Шрифт:
Интервал:
Закладка:
Кадзэ засунул свой настоящий меч за пояс. Взялся обеими руками за импровизированную рукоять палки. Глядя на молодого противника, замер в классической боевой стойке. Юноша бросился на него со звонким кличем, но Кадзэ стоял все так же неподвижно, деревянный меч в его руках даже не шелохнулся.
Молоденький самурай, несколько сбитый с толку столь полным отсутствием реакции противника на его атаку, приостановился на мгновение — обдумывал, похоже, что дальше делать. А потом завопил еще громче и набросился на Кадзэ со всей силой, стремительностью и задором юношеской ярости, обрушивая деревянный меч вниз в мощнейшем ударе. Кадзэ почти небрежно отразил этот удар. Оба противника одновременно перешли к приему кириотоши. Что есть кириотоши? Описать можно без труда, применить же на деле — непросто. Разом блокировать атаку врага и перейти в контратаку самому, не разделяя эти два движения, но, напротив, слив их в одно, единое, — немногие способны на такое. Молодой самурай, впрочем, сражался недурно, и от удара Кадзэ уйти сумел, отпрыгнув с кошачьей быстротой и грацией, и собственный прием в то же время провести попытался.
Снова и снова стукались друг о друга деревянные мечи.
Во взгляде юного воина, обращенном на Кадзэ, презрительная насмешка сменилась поначалу удивлением, а после и вовсе восторгом.
— Да ведь вы великий мастер меча! — вскричал он наконец.
— Благодарю вас за доброту. — Кадзэ коротко поклонился. — Ну что же, можно считать, теперь ваша честь отмщена?

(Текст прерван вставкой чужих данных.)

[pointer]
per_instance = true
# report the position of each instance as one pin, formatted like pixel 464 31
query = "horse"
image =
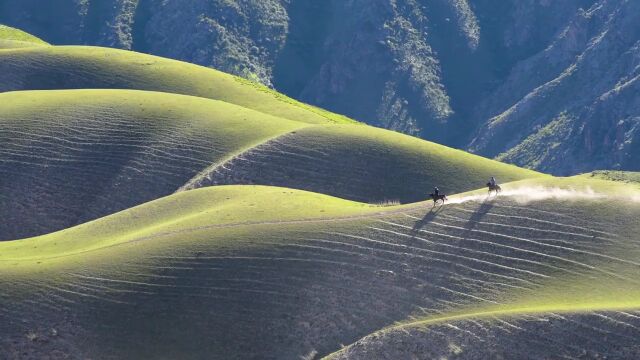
pixel 439 197
pixel 494 188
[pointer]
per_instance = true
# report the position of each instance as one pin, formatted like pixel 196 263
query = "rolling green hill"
pixel 239 272
pixel 75 155
pixel 11 38
pixel 78 67
pixel 71 156
pixel 194 215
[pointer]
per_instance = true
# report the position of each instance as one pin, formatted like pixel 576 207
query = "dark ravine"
pixel 561 76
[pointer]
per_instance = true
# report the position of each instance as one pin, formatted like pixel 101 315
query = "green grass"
pixel 103 151
pixel 18 38
pixel 261 271
pixel 74 155
pixel 78 67
pixel 311 253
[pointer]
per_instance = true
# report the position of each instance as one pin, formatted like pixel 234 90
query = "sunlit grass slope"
pixel 76 155
pixel 361 163
pixel 239 272
pixel 14 38
pixel 78 67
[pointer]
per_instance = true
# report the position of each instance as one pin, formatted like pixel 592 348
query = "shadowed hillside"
pixel 76 155
pixel 13 38
pixel 61 67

— Ну, я бы сказал, что мы с вами сражаемся на равных. Впрочем, полагаю, подобный исход поединка меня вполне удовлетворяет, — отвечал юноша.
Кадзэ помолчал мгновение. Прозмеилась лукаво точеная бровь.
— Отлично, — улыбнулся он, — коли вам угодно считать, что мы сразились вничью, я — только «за».
— А сами вы, выходит, не уверены, что исход поединка — ничейный?! — враз встопорщился молодой самурай.
— А сам я уверен: коли ваша честь отомщена, то более и обсуждать нечего!
— Вы даете мне понять, что ничьей все же не было?
— Да была ничья, была. К чему беспокоиться?
— Сказать вы можете все, что угодно, — но в душе, я вижу, вовсе не считаете меня равным себе противником. Так?
Кадзэ молча возвел глаза к небу. Юный самурай швырнул свою дубину-меч наземь.
— Нет, честь моя не удовлетворена! — Голос его стал злым, запальчивым. — Я требую: давайте сразимся снова! Только на сей раз биться будем уж на мечах настоящих. Пускай сталь нас рассудит!
— Прошу вас, подумайте еще. К чему нам настоящее оружие? Я уверен, наши неурядицы преотлично разрешит и второй бой на мечах деревянных[31]…
— Стало быть, вы все-таки трус? — прошипел юноша.
— Да коли вам угодно так считать, пусть я хоть трижды трусом буду, — пожал Кадзэ плечами.
— Вы еще и смеетесь?! Сражайтесь! — Молодой самурай рванул меч из ножен. — Сражайтесь, или я вас сейчас на месте зарублю!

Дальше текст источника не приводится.